Heat shock protein-derived T-cell epitopes contribute to autoimmune inflammation in pediatric Crohn's disease.

Pediatric Crohn's disease is a chronic auto inflammatory bowel disorder affecting children under the age of 17 years. A putative etiopathogenesis of Crohn's disease (CD) is associated with disregulation of immune response to antigens commonly present in the gut microenvironment. Heat shock proteins (HSP) have been identified as ubiquitous antigens with the ability to modulate inflammatory responses associated with several autoimmune diseases.

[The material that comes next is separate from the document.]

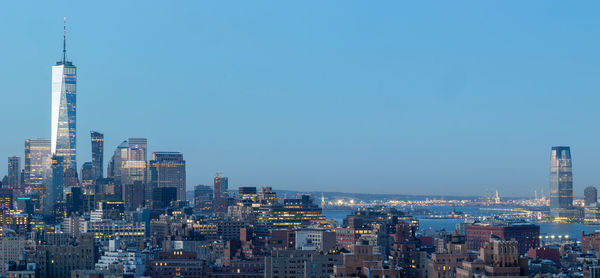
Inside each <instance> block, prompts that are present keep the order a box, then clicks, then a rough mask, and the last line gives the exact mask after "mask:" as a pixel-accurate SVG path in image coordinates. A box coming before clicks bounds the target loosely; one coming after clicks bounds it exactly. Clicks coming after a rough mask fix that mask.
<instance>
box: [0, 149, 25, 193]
mask: <svg viewBox="0 0 600 278" xmlns="http://www.w3.org/2000/svg"><path fill="white" fill-rule="evenodd" d="M8 185H9V186H11V187H12V188H20V187H21V158H20V157H18V156H11V157H9V158H8ZM3 187H6V186H5V185H3Z"/></svg>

The present study tested the contribution of immune responses to HSP in the amplification of autoimmune inflammation in chronically inflamed mucosa of pediatric CD patients. Colonic biopsies obtained from normal and CD mucosa were stimulated with pairs of Pan HLA-DR binder HSP60-derived peptides (human/bacterial homologues). The modulation of RNA and protein levels of induced proinflammatory cytokines were measured. We identified two epitopes capable of sustaining proinflammatory responses, specifically TNF< and IFN induction, in the inflamed intestinal mucosa in CD patients. The responses correlated positively with clinical and histological measurements of disease activity, thus suggesting a contribution of immune responses to HSP in pediatric CD site-specific mucosal inflammation.